Some of these are tough to swallow for many conventional institutions, but he's focused on making teaching right-sized, while minimizing distractions. Faculty salary costs are the largest cost item for instruction in most settings, so changing the teaching model to make efficient and effective use of skilled (and expensive) faculty time is key for learning and economics.
- He doesn’t cut faculty compensation below average – indeed, he runs a bit above average.
- He gives faculty time to prepare – he assumes faculty need two hours of preparation time for every hour in the class, on average. (This becomes 12 credit hours taught per semester for full-time teaching.)
- He doesn’t shy away from large numerical class sizes generally (50 or more, depending on the instructional task) – but for very specific cases with the potential for very high impact on skills or understanding (“when the student’s work product is highly customized, for example a communications class, mentoring seminar, field project, or a senior paper.”), he goes for very small class sizes (5 - 10 students)
- He gives more guidance to faculty on what, exactly, the best instructional design needs to be to maximize learning: “The key is how well the course is designed and delivered, not how big the class is.” E.g., using a high proportion of well-structured student-student interactions in larger classes to drive minds to engage deeply with topics, not watch “Instructor TV.”

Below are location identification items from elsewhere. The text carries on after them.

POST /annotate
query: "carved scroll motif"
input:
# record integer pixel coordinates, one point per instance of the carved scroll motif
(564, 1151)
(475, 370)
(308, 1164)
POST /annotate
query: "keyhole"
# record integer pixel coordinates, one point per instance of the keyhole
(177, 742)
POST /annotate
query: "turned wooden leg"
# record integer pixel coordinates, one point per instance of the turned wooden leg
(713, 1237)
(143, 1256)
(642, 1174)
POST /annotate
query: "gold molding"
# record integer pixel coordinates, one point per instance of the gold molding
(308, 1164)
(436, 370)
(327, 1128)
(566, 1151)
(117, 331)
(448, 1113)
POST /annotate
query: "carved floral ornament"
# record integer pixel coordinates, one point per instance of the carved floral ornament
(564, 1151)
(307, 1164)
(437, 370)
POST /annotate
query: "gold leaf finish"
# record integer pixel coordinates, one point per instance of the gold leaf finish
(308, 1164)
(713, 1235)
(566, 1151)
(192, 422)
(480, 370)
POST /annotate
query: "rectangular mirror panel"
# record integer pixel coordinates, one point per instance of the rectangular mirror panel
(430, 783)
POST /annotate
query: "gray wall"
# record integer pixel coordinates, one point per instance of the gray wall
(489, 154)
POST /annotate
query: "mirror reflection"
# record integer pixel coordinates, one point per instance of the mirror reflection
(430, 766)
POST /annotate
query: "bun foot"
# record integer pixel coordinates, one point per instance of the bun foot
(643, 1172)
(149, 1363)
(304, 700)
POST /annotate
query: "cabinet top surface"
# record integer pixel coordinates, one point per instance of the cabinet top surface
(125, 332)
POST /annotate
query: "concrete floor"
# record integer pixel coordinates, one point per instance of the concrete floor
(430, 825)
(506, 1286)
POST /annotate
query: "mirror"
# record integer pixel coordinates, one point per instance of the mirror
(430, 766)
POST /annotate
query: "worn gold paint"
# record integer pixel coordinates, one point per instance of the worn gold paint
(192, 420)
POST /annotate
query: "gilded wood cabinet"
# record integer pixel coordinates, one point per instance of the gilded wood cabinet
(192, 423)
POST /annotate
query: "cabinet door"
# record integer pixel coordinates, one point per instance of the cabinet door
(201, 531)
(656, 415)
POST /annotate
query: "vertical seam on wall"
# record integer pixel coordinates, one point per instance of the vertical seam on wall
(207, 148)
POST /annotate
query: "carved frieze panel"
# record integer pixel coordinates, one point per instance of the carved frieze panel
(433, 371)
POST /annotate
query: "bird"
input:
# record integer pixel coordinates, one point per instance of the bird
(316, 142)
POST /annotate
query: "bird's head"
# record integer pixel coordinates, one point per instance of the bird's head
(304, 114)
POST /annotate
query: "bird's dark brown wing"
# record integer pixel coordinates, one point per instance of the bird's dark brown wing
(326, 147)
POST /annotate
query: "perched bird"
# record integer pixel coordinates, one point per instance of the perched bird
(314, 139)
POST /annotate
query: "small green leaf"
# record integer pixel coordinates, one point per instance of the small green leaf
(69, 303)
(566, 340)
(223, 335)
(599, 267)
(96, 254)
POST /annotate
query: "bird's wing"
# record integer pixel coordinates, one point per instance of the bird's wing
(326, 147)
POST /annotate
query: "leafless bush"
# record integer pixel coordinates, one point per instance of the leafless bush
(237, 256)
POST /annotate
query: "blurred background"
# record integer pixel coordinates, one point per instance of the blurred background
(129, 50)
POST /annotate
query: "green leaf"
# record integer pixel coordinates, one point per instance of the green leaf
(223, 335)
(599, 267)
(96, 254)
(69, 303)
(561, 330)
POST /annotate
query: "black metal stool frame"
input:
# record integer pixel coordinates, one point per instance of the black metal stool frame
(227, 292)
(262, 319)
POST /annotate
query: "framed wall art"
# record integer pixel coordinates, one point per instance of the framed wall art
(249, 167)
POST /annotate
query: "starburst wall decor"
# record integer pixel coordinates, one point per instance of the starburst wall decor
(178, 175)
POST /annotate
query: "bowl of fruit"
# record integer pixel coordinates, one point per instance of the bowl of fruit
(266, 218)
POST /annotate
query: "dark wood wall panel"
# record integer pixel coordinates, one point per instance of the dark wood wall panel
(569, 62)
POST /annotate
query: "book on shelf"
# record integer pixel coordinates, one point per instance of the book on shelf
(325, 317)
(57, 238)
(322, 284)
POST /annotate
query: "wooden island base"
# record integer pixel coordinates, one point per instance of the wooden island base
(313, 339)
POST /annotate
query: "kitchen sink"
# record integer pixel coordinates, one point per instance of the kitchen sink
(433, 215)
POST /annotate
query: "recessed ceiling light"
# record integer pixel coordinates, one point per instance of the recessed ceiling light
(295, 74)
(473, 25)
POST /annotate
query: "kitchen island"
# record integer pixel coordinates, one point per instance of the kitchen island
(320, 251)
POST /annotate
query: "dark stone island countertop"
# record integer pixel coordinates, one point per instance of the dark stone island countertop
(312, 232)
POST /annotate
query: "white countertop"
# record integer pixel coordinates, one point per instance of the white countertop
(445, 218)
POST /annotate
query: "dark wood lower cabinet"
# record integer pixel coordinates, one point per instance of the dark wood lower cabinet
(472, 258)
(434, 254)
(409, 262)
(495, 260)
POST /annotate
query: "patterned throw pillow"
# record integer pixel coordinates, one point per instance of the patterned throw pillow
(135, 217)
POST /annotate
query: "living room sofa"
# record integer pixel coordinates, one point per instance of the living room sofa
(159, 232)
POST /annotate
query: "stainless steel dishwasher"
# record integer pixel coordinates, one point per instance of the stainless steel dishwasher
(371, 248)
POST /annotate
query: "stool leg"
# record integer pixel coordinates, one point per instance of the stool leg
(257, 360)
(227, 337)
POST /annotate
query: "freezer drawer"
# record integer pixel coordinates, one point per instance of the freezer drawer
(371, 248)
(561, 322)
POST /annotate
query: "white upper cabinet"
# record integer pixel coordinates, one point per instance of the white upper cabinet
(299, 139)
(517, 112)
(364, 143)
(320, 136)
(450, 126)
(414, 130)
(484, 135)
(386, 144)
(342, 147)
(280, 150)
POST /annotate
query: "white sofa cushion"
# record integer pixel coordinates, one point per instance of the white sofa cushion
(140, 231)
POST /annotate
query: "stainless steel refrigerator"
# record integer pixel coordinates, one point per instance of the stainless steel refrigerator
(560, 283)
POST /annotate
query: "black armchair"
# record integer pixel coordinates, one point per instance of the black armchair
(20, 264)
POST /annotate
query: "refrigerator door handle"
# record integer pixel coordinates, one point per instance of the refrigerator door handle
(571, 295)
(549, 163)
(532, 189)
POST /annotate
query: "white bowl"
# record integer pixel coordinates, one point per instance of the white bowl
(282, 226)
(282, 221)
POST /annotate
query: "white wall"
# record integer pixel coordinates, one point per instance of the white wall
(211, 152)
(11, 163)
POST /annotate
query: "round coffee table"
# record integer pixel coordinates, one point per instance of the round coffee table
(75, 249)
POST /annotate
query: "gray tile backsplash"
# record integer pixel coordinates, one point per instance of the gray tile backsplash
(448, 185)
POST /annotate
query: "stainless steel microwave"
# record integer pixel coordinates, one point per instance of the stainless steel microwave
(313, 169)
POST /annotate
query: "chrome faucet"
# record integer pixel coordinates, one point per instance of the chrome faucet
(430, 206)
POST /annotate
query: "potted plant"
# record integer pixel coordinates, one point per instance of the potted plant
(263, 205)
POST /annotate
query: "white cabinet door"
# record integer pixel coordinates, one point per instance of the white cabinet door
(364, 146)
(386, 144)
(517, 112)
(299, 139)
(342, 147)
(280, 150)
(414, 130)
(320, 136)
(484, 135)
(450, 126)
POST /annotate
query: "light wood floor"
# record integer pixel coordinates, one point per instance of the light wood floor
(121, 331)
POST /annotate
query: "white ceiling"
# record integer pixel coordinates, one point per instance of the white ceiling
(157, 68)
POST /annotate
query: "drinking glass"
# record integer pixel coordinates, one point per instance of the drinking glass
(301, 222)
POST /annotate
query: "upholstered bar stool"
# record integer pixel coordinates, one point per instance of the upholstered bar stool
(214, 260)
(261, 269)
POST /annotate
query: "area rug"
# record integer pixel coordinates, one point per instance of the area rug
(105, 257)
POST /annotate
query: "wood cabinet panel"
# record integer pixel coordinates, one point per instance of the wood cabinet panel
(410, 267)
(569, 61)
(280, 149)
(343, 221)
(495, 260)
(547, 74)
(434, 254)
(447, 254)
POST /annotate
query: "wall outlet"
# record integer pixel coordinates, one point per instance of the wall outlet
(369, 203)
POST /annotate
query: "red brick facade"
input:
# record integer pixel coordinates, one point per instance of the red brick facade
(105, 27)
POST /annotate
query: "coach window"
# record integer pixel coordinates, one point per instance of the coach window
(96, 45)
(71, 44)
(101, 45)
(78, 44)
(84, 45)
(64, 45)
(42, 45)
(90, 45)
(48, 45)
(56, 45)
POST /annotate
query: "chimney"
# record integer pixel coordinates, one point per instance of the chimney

Some of the best individual faculty and colleges already use many of these techniques – they can be made to work.
However, there are even more ways to alter the instructional model to improve delivery once you become willing to invest a bit more ahead of instructional events, and apply technology in ways consistent with learning science. Consider:
- Use well-designed media outside the class to replace most pure lecture/information instructional events. We’re starting to do this within our Kaplan Higher Education Campus network, recognizing that half the available lecturers will be below average (has to be that way!), so why not make very good media instead? This has several advantages over conventional faculty-delivered lectures:
- Learners can replay sections they didn’t understand, or return to sections they need refreshers on;
- It’s easier to improve and know that all students are getting the improved version;
- We can pilot changes to the media and watch learning performance and satisfaction measures to see if the change should be rolled out;
- We can add instructional activities into the media itself to engage students with the materials, and let them ensure they understand what is intended before class.
- Related to the above, move away from “canned” textbooks, and instead invest in more customized instructional materials that take into account learner strengths and backgrounds while driving to the same objectives. E.g., database driven materials can draw examples from areas familiar to each student, rather than forcing all students into the same box.
- Use data flow from adaptive pre-class activities to make suggestions to faculty about how to create subgroups in the class for activities. We’re experimenting with this at Kaplan as well – an adaptive homework engine for SAT test prep suggests groupings to the tutor for the next classroom session based on mastery so far for each topic.
- Augment classroom activity with technology (e.g., clickers) to speed up and make more visible how things are going, to let students and faculty quickly adapt their precious class-time accordingly. Over time, gather “best practices” based on evidence and class characteristics, and, based on the data flow in-class, offer instructors prioritized lists of possible activities to do next.
- Invest in techniques from cognitive science (e.g., cognitive task analysis) to more objectively understand what key conscious and unconscious skills and decisions the best working experts use (where you can objectively identify such experts). Use these results to streamline instruction and focus practice on integrating the key concepts and applications revealed. Areas in health care and the military are beginning to see major (25%+) reductions in training time by doing this analysis up-front, and major reductions in errors in first-year job performance as a result.
Are some of these a bit Buck Rogers? Sure. Are they expensive? Some yes – especially when you start building out adaptive activities for students, which immediately means a multiplication of (expensive) development costs as you make more than one activity for each hard objective.
But investing up front to lower costs and improve quality is a hallmark of most industries over the last several hundred years. Industries routinely spend tens of millions of dollars up front on prototypes, production tooling, research, pilots, training development, and more – and then deliver new benefits to users by rolling out consistent solutions that become very affordable when delivered at scale.
Of course, there are always (smaller) markets for the more expensive hand-built components and experiences done “the old fashioned way” – but shouldn’t education begin investing a lot more up-front to try for increasing quality and lower costs at scale?